Methodological Framework
Metrics for Communication Quality
Dr.Copilot's methodology initiates with devising structured metrics to evaluate the quality of doctor responses. These metrics draw from dialogue evaluation literature and industry-specific needs, covering aspects such as empathy, addressal of patient concerns, and grammatical correctness. By selecting a dataset of 100 annotated question-response pairs, the system provides a foundation for optimizing prompt-based interactions.
Multi-Agent System Design
The system is composed of three agents:
- Scoring Agent: Responsible for evaluating doctor responses based on predefined quality metrics. Optimized using various DSPy prompt optimization techniques such as Labeled Few-Shot and SIMBA, the Scoring Agent ensures accurate assessments.
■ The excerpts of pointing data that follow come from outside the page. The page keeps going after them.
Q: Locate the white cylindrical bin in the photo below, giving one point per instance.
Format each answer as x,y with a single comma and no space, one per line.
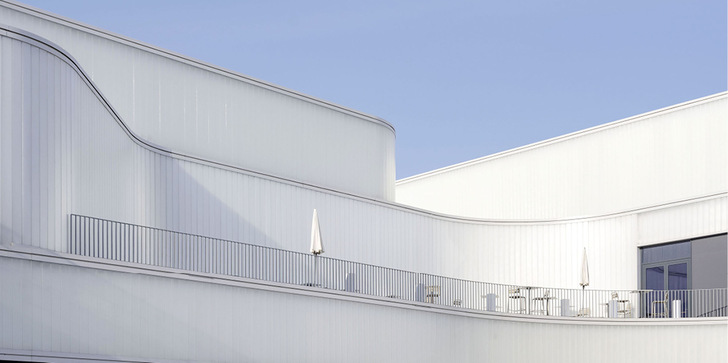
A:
613,308
677,308
566,307
490,302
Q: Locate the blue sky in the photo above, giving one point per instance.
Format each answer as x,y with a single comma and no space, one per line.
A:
457,79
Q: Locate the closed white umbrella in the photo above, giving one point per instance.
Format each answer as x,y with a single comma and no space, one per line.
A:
584,272
584,279
317,246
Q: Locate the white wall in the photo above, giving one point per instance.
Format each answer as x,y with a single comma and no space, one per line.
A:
668,155
196,109
77,309
63,152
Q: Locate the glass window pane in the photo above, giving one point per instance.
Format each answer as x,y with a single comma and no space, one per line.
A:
673,251
655,278
677,276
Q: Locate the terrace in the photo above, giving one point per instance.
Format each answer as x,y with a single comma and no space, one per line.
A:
112,240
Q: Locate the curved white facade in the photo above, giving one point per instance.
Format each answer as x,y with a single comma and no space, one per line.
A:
189,107
66,149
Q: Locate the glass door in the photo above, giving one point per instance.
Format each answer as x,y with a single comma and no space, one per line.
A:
673,276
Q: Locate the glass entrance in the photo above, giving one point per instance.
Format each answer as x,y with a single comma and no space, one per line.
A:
666,267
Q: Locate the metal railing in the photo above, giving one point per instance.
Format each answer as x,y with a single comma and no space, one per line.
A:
126,242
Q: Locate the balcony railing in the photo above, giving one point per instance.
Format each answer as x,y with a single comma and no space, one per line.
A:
126,242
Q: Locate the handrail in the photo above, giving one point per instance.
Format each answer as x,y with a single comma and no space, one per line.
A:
107,239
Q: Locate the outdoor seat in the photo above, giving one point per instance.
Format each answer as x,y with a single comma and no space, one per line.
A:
623,306
541,303
515,297
431,293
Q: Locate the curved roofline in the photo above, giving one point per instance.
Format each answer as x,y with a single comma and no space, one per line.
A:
561,138
58,19
47,45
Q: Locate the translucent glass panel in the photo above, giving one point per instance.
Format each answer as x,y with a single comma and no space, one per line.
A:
673,251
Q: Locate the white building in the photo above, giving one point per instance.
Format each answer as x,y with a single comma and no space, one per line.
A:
157,208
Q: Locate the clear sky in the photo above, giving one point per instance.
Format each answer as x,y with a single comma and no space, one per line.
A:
457,79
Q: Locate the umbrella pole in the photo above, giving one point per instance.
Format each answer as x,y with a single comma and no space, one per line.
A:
315,270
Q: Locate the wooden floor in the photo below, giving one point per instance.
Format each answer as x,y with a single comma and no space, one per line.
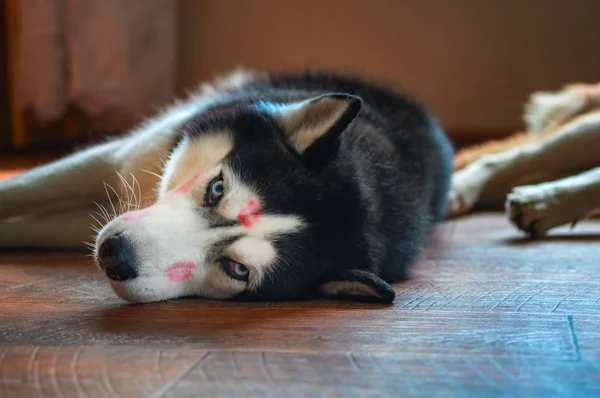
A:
486,314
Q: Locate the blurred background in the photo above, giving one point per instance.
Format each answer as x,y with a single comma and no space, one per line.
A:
73,71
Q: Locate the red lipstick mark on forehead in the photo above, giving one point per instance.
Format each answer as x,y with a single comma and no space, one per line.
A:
136,215
187,186
249,213
180,271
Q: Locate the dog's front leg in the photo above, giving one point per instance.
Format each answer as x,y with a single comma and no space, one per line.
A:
535,209
487,181
66,230
69,183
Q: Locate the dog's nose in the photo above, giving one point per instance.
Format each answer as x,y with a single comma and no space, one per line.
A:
116,258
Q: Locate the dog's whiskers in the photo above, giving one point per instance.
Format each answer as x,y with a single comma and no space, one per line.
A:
106,186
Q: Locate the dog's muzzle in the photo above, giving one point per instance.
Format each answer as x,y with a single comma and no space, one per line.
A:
116,258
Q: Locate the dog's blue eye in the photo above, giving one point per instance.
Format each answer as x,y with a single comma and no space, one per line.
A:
235,269
215,191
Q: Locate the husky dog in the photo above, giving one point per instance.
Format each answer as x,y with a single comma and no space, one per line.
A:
276,186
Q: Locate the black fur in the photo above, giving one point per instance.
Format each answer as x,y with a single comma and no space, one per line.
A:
369,195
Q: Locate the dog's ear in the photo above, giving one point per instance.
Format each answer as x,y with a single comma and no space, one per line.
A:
358,285
313,126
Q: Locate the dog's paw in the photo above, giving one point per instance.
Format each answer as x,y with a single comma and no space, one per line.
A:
526,210
535,209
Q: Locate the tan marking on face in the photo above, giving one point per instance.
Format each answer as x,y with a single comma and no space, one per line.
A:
196,156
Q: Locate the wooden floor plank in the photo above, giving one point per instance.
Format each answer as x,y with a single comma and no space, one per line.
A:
92,371
486,313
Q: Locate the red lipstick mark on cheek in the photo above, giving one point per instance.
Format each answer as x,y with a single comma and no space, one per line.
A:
249,213
186,187
136,215
180,271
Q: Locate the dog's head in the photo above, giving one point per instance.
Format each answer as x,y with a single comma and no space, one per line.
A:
248,207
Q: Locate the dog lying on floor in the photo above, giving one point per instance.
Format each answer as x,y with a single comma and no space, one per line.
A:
261,186
549,176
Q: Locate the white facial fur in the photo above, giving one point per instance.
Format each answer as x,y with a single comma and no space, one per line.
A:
175,230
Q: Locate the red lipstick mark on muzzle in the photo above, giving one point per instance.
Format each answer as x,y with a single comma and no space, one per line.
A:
136,215
186,187
249,213
180,271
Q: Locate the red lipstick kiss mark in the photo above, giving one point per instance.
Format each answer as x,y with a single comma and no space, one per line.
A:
249,213
135,215
180,271
186,187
Recommender Agent: Based on the scores, this agent generates tailored suggestions for enhancing the presentation quality of responses.
Reconciliation Agent: This agent revises the original doctor responses by integrating recommendations and rescores the response to verify the enhancements in quality measures.
Practical Implementation
Given the sensitive nature of the medical domain and data privacy concerns in Romania, the system utilizes open-weight multilingual models from the Google Gemma model family, including Gemma 12B, Gemma 27B, and MedGemma-27B, which are deployed locally.
Evaluation and Results
The performance of the Scoring Agent was compared across different models and prompt optimizers using Pearson Correlations and F1 scores, yielding the best results with the SIMBA-Optimized MedGemma-27B. The Self-Evaluation Procedure, involving a Reconciliation Agent for recommendation validity assessment, demonstrated significant enhancements in response scores post-optimization.
Live Deployment Outcomes
Dr.Copilot was deployed in a real-world Romanian telemedicine platform with 41 doctors participating in a live trial. The system processed 212 evaluation requests and generated 449 improvement recommendations. During the evaluation period, Dr.Copilot contributed to a 70.22% increase in positive patient reviews when its suggestions were incorporated into doctors' responses.
Conclusion
Dr.Copilot signifies a key advancement in the implementation of LLMs within the healthcare sector, especially in resource-constrained language environments like Romanian. By focusing exclusively on aiding medical professionals to refine the presentation of patient communications, it has successfully driven measurable improvements in user satisfaction and set a precedent for future applications of LLMs in underrepresented languages. The approach holds implications for advancing multilingual LLMs in clinical settings, offering guidance for delivering patient-centered communication without directly engaging in medical recommendations.
Overall, this paper provides a detailed architecture for developing LLM-based assistance tools in telemedicine, highlighting their potential in enhancing healthcare delivery and patient satisfaction, particularly within low-resource language communities. Future research could extend the models and methodologies to other underrepresented languages, optimizing healthcare communication on a global scale.